The Senate took up and unanimously approved changes to the state’s civil forfeiture provisions Friday. The proposal raises the threshold for law enforcement to seize someone’s assets.
For Sen. Jeff Brandes (R-St. Petersburg) the problems with civil asset forfeiture are pretty obvious.
“Under current law government can seize assets without actually making an arrest of a person, and I think people are just generally shocked by that fact,” he says. “How can the government take something from a Floridian—from a citizen—without charging them with a crime?”
The so-called War on Drugs provides the pretext for many asset seizures, but the legal justifications require a bit of fancy footwork. Rather than arresting a person, the law enforcement agency arrests the person’s property. This gives the agency two advantages. First, it undermines criminal activity by taking away the proceeds of breaking the law—things like money, jewelry, and cars. Second, because the seized asset is property, the case plays out in civil court where there’s no guarantee of counsel.

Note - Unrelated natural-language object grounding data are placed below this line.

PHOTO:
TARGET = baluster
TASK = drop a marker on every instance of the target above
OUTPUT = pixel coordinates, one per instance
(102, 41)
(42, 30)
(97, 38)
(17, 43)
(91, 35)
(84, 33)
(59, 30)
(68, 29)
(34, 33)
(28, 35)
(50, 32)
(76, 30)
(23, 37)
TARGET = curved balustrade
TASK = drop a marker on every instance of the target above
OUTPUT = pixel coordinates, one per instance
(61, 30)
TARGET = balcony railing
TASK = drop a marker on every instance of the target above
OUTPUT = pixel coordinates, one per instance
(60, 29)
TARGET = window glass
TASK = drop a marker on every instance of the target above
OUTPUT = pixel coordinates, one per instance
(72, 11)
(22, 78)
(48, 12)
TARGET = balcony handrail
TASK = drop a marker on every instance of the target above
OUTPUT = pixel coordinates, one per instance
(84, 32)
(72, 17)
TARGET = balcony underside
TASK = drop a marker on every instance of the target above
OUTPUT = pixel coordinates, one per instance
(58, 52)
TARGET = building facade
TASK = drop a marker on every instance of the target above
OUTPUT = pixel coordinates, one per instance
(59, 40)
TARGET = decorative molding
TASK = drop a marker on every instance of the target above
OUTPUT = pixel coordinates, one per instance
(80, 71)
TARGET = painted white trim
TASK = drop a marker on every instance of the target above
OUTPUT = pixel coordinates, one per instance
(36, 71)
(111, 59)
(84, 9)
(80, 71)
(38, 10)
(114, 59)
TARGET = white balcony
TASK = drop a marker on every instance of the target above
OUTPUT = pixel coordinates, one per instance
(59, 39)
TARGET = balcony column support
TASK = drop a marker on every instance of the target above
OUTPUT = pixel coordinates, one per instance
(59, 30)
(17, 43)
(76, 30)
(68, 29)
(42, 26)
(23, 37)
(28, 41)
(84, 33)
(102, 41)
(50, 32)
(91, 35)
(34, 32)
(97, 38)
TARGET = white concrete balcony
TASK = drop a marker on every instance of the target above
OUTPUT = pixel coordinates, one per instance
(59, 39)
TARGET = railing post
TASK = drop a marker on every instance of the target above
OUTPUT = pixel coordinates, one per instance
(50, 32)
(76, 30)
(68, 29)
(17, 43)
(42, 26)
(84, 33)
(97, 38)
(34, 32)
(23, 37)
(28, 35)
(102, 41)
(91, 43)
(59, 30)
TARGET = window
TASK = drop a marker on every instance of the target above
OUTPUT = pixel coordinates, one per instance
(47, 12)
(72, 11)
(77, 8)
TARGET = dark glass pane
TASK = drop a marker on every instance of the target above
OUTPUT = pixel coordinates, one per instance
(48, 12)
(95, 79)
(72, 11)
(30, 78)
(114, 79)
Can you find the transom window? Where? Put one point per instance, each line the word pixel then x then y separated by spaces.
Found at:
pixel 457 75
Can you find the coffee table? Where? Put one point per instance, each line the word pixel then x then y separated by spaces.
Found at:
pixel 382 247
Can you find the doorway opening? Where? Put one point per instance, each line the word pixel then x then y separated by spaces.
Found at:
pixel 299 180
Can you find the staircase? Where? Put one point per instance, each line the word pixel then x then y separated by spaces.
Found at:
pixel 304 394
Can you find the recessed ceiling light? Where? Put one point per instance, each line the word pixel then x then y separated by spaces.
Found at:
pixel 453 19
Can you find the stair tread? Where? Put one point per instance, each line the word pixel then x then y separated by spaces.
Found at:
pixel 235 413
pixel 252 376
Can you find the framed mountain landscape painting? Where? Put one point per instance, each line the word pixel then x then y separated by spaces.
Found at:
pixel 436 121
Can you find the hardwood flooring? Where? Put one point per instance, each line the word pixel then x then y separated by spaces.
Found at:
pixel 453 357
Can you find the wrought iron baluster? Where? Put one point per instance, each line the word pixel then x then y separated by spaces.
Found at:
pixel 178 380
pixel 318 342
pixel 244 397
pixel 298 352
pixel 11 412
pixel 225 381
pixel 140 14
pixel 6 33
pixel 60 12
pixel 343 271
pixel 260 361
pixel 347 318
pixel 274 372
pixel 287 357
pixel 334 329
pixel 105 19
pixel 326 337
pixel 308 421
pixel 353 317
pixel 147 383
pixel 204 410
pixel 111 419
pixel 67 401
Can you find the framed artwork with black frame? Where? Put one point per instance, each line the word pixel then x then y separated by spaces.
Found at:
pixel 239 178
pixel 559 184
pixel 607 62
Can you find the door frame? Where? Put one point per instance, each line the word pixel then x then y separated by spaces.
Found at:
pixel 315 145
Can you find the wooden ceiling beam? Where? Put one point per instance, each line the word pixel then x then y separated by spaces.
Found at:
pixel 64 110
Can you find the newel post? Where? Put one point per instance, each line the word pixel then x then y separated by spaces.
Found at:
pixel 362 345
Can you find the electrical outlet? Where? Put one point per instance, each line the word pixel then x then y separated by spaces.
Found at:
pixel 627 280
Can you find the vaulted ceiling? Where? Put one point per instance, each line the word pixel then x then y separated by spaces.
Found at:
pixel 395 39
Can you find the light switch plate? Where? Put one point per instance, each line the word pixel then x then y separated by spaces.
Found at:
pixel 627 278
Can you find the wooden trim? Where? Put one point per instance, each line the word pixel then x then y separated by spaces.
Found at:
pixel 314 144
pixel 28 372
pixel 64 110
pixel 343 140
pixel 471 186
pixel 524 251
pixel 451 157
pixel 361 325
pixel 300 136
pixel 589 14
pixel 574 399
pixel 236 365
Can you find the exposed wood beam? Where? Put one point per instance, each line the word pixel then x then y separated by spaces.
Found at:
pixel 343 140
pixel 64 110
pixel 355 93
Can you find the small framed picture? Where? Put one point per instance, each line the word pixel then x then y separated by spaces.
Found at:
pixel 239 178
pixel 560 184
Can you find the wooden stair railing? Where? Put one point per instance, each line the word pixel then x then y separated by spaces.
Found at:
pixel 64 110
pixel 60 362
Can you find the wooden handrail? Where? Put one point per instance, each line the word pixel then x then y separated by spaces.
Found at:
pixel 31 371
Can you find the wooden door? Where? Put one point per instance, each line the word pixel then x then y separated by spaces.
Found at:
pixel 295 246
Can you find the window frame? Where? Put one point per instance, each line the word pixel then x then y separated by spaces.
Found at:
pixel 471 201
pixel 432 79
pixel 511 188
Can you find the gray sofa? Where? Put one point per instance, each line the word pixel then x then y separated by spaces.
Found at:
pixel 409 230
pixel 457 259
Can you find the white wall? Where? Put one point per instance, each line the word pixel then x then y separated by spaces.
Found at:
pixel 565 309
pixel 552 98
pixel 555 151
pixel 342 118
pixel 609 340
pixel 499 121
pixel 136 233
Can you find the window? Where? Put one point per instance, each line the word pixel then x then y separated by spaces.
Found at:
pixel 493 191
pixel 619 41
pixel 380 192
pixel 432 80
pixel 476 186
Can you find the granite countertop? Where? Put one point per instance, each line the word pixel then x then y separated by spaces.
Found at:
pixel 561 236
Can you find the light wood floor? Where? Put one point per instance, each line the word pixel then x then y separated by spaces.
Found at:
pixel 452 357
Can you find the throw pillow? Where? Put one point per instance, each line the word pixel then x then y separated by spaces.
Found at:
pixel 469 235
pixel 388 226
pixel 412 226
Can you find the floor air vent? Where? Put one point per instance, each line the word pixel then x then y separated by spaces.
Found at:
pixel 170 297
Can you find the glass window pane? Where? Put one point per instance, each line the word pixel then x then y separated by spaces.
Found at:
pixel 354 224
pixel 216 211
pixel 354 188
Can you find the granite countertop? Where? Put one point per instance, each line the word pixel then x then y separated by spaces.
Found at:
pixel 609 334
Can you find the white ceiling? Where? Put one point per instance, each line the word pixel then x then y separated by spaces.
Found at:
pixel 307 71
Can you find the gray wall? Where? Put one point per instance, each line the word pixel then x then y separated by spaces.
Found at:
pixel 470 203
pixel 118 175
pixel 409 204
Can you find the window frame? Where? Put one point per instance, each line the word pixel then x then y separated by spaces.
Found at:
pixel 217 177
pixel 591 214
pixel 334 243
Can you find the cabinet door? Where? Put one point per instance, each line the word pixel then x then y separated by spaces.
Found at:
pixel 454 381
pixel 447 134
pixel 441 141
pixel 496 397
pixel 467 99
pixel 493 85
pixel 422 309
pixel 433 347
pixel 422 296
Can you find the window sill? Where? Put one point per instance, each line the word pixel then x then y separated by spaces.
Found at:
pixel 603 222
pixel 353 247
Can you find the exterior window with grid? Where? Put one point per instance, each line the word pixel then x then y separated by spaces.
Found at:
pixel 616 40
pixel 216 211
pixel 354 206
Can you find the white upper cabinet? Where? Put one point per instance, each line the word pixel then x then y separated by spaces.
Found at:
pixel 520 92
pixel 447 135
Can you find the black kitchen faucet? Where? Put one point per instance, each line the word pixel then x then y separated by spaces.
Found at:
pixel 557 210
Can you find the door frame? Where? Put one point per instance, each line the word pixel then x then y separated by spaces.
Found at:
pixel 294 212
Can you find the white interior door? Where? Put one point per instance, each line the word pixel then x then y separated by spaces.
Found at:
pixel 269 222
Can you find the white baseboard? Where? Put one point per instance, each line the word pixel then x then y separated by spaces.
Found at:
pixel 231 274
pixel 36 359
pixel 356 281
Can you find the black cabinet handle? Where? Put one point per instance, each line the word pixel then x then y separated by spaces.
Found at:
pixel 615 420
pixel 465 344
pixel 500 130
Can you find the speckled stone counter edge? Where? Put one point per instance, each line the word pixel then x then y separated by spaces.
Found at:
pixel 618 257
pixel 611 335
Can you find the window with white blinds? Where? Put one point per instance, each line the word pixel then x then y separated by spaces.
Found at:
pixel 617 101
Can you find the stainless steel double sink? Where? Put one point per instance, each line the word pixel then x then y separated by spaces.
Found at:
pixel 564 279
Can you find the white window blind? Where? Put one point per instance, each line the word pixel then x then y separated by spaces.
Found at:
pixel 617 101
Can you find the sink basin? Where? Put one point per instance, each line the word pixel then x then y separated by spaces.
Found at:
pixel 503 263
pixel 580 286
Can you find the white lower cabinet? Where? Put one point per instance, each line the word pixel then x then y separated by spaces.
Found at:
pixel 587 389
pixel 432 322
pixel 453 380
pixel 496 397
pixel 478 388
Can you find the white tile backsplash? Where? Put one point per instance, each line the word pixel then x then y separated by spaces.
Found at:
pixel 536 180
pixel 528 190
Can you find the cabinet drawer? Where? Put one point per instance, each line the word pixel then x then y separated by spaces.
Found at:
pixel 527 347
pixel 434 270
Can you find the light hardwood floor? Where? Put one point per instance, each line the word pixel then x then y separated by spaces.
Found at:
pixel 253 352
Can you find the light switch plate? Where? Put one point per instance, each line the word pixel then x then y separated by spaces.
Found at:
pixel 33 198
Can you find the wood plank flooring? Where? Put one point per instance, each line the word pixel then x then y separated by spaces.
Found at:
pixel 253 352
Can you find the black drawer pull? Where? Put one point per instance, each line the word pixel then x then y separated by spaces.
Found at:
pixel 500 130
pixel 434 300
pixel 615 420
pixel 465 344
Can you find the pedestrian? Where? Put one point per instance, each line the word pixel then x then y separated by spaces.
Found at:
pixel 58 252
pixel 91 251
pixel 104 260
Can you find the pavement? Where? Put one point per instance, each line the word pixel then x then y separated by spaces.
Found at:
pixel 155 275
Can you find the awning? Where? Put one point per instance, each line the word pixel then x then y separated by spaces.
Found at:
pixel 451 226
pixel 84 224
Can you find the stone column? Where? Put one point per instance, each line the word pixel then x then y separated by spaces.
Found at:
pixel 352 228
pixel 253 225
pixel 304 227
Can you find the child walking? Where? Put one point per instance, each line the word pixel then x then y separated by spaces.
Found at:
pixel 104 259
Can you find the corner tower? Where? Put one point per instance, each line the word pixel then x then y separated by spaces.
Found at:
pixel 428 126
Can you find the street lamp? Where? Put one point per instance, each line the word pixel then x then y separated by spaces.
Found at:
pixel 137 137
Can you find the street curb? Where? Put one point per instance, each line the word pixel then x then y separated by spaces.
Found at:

“This is a tool that was designed to go after drug lords,” Brandes explains, “and what happens when the airplane comes with cocaine—full of cocaine comes and lands in a swamp, right?”
But the provisions have come under fire in recent years because they’ve been used for much smaller seizures. And it’s not always clear how much agencies are seizing or where the funds are going.
“One of the things that the OPPAGA report—our office of analytics for the Legislature—determined was that there was no transparency,” Brandes says. “Nobody, most of the law enforcement agencies that they reviewed didn’t know where the money was going, couldn’t clearly show how it was spent, there was no standardization, some were not even sure who had to sign off on final forfeiture actions. So it was really a glaring error on just keeping the books on civil forfeiture.”
This is the second year Brandes is working on changes and he’s been pushing a simple formula: no seizure without an arrest and no forfeiture without a criminal conviction.
Law enforcement officials say this would gut an important tool, and they’ve pushed back on criticisms. But now it appears they’ve found some common ground.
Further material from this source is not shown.